Back in days, applications were monolithic and we could use an IP address to access a service. With virtual machines (VM), multiple hosts start to appear on a same machine with multiple apps. Things were still similar with VMs than with physical machines as services were still accessible from an IP.
With MicroServices, things changed and people were not prepared. With Mesos or Kubernates, applications are split into many services with many replicas. A bunch of services make an application. Applications may share a same IP and physical hosts and use a different port. They could also use random IP, random ports and start/stop at any time… Changes became the only constant.
How can we keep our service registry updated, DNS instantiated between servers, how to setup gateways…
Following the Wikipedia definition, service discovery is the automatic detection of devices and services offered by these devices on a computer network. A service discovery protocol (SDP) is a network protocol that helps accomplish service discovery.
Main Requirements are:
- Up to date
Those are typical requirements, but it’s not enough :
- Don’t communicate with unhealthy services
- Subsettings, limiting the pool of potential backend tasks with which a client task interacts
- Load distribution smarter than round robin with better optimization (for example based on host capacity, neighbours, responsibilities)
- Minimize waste of resources
- Protect individual tasks against overload implemented at the communication layer (not necessary in the app)
The role of the proxy (for example Nginx, Marathon-lb) is to transparently forward connections from the static service port exposing the service to the outside world into to the dynamically assigned host/port of the contained service.
- Single point of change, just update the proxy configuration
- No in app dependencies, no need to update the app
- Fine-grained load balancing
- Single Point of Failure (SPoF)
- Additional hop, man in the middle (MitM) attacks
- Require common protocol (usually), the proxy needs to know how a package looks like, how it needs to be routed
Custom SRV records into the DNS are used to route the traffic into the containers.
- No hops
- No SPOF – works with stale data
- Protocol independent
- In-app dependency, if we need to change anything (eg in load balancing), the application needs reconfiguration and eventually redeployment
- Local load balancing, no control on load distribution, no prevention of denial of service
- Cache invalidation
A service mesh is a dedicated infrastructure layer for making service-to-service communication more secured, fast, reliable, observable and manageable.

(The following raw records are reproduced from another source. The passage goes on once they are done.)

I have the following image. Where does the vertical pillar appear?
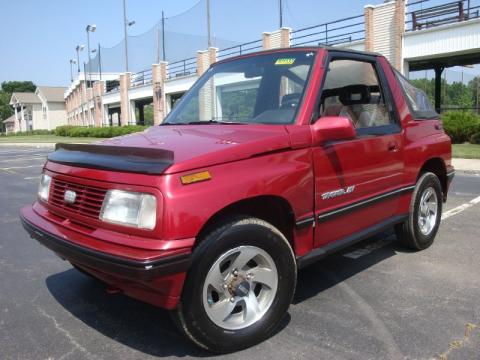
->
[120,72,132,126]
[435,66,443,114]
[197,47,218,120]
[262,27,292,50]
[364,0,405,70]
[364,5,374,51]
[93,80,105,127]
[152,61,167,125]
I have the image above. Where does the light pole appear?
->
[70,59,77,82]
[75,45,85,73]
[123,0,135,72]
[85,24,97,87]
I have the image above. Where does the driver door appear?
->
[313,53,404,247]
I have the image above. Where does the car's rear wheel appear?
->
[175,218,296,353]
[395,172,442,250]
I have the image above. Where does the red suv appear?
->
[21,47,454,352]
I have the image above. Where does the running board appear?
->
[297,214,408,269]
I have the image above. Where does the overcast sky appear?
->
[0,0,476,86]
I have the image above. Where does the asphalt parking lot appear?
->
[0,146,480,360]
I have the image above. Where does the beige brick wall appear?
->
[120,72,132,126]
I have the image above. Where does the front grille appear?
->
[49,178,107,219]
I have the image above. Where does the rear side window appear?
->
[395,70,438,120]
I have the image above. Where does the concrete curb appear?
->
[0,143,56,148]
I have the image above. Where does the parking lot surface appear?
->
[0,146,480,360]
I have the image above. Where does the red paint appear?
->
[22,48,453,309]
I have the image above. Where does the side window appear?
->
[320,60,391,129]
[395,70,438,119]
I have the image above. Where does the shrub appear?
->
[55,125,147,138]
[55,125,78,136]
[442,111,480,144]
[470,132,480,144]
[5,129,53,136]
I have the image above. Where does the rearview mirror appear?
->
[311,116,357,145]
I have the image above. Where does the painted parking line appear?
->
[0,156,46,163]
[343,196,480,260]
[442,196,480,220]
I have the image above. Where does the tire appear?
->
[395,172,442,251]
[173,217,297,353]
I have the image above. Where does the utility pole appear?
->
[123,0,128,72]
[207,0,212,47]
[162,10,165,61]
[278,0,283,29]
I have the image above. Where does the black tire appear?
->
[172,217,297,353]
[395,172,443,251]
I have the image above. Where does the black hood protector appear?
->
[48,143,174,175]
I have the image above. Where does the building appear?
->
[7,86,67,132]
[65,0,480,126]
[3,115,15,134]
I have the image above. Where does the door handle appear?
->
[388,141,398,152]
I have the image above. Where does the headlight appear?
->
[100,190,157,230]
[38,174,52,201]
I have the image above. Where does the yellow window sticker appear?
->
[275,58,295,65]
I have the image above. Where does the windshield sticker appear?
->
[275,58,295,65]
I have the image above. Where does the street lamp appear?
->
[70,59,77,82]
[75,45,85,73]
[123,0,135,72]
[85,24,97,87]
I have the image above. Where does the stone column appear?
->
[152,61,167,125]
[120,72,132,126]
[93,81,105,126]
[262,27,292,50]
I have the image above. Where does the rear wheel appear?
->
[175,218,296,353]
[395,172,442,250]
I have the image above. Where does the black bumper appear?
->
[20,216,190,281]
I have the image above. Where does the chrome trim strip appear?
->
[295,216,315,228]
[317,185,415,221]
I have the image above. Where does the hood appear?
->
[96,124,290,174]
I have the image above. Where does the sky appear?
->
[0,0,478,86]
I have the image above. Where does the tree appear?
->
[2,81,37,95]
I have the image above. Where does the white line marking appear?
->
[442,196,480,220]
[0,156,46,163]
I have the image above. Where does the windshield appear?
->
[164,51,315,124]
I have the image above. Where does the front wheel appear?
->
[174,218,296,353]
[395,172,442,250]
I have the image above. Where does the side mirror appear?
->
[311,116,357,145]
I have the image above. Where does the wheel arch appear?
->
[417,157,448,199]
[195,195,295,251]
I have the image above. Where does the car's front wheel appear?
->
[176,218,296,353]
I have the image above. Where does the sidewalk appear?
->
[452,158,480,174]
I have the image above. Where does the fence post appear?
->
[152,61,167,125]
[120,72,132,126]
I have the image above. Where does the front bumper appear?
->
[20,206,191,309]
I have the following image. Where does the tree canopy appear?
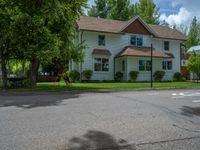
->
[186,17,200,50]
[0,0,87,87]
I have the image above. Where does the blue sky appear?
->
[88,0,200,26]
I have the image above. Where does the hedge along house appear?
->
[70,16,186,81]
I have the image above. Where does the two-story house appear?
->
[70,16,186,81]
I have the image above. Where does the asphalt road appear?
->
[0,89,200,150]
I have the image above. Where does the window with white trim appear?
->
[139,60,151,71]
[162,60,172,70]
[94,58,109,72]
[130,35,143,46]
[164,41,169,51]
[98,35,106,46]
[122,60,125,71]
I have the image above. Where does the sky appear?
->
[88,0,200,27]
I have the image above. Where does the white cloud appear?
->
[160,8,191,26]
[160,0,200,26]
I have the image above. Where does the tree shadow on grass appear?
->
[66,130,136,150]
[181,106,200,117]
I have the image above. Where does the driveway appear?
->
[0,89,200,150]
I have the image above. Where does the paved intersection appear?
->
[0,89,200,150]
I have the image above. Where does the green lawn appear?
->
[3,82,200,92]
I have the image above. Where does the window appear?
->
[94,58,109,72]
[162,60,172,70]
[98,35,106,46]
[139,60,151,71]
[122,60,125,71]
[130,36,143,46]
[164,41,169,51]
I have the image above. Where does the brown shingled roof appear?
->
[77,16,186,40]
[149,24,186,40]
[77,16,126,33]
[116,46,173,58]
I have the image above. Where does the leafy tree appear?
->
[12,0,86,87]
[138,0,160,24]
[0,0,18,89]
[188,52,200,82]
[186,17,200,50]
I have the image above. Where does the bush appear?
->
[173,72,186,81]
[62,71,71,85]
[153,71,165,82]
[8,78,31,88]
[83,70,93,81]
[129,71,139,81]
[69,70,80,82]
[115,72,123,82]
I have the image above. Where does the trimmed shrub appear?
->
[115,72,123,82]
[69,70,80,82]
[8,78,31,88]
[173,72,186,81]
[62,71,71,85]
[153,71,165,82]
[83,70,93,81]
[129,71,139,81]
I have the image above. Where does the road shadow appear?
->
[0,91,115,109]
[66,130,136,150]
[0,93,79,109]
[181,106,200,117]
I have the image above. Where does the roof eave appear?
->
[79,29,125,35]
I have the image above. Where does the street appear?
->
[0,89,200,150]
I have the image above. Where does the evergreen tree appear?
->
[138,0,160,24]
[186,17,200,50]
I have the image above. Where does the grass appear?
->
[2,81,200,92]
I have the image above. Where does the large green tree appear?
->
[11,0,86,87]
[138,0,160,24]
[186,17,200,50]
[0,0,18,89]
[188,52,200,82]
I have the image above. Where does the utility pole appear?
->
[151,44,153,88]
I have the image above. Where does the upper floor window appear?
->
[94,58,109,72]
[162,60,172,70]
[164,41,169,51]
[122,60,125,71]
[98,35,106,46]
[139,60,151,71]
[130,35,143,46]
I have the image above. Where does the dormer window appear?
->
[164,41,169,51]
[98,35,106,46]
[130,35,143,46]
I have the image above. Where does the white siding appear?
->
[73,31,180,81]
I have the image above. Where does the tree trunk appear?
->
[0,48,8,90]
[29,58,39,88]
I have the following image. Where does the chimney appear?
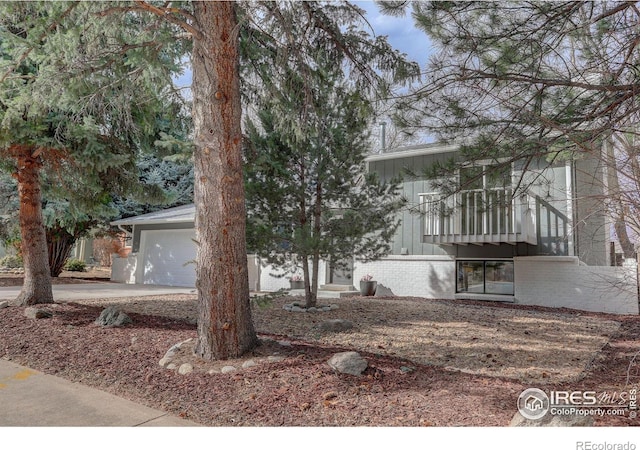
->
[380,122,387,153]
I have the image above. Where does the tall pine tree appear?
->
[0,2,185,304]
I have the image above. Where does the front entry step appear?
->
[319,284,357,292]
[289,285,360,298]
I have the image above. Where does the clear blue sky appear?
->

It focuses on solving communication problems between containers. It addresses routing, rerouting with graceful degradation as services fail, and secure inter-service communication. In traditional apps, this logic is built directly into the application.
As architectures become increasingly segmented into multiple apps and multiple in-app services, moving communication logic out of the application eases the development and integration process while providing more resilient functionalities. Just as applications shouldn’t be writing their own TCP stack, they also shouldn’t be managing their own load balancing logic, or their own service discovery management, or their own retry and timeout policies. With service mesh, the application code doesn’t need to know about network topology, service discovery, load balancing and connection management logic.
Consist of two parts:
The sidecar is like a plug-in for a service. It is a utility container which runs next to a container with a light coupling between to two. A sidecar container is reusable and can be paired with numerous containers. It is responsible for:
- service discovery
- health checking, register/de-register
- routing and load balancing : when two services need to talk, they talk to the sidecar
- Authentication and Authorization (AuthN/Z), refusing creating connections
- Protocol abstraction, transparent TLS encryption, HTTP/1 to HTTP/2 upgrade
- Metrics/Tracing, success rates, request volumes, and latencies
The controller is the brain of the system, responsible for managing and configuring proxies to route traffic, as well as enforcing policies at runtime. It gathers the data from the sidecar, got all information and notify the sidecar about how they should behave, talk to the scheduler about what instances are running, which ones should be up or down… It also take care of deployments.
- No load balancing
- No circuit breaking/repeating policy
- No tracing
At the time of this writing, Linkerd and Istio are two open source projects which are considered matured. Linkerd can run on Kubernetes, DC/OS, and a cluster of host machines. It is part of the Cloud Native Computing Foundation, is built on top of Finagle and can use gRPC. Istio currently runs only on Kubernetes. In Istio, the sidecar container is called data plane (based on Envoy service proxy) and the controller is called the plane controller.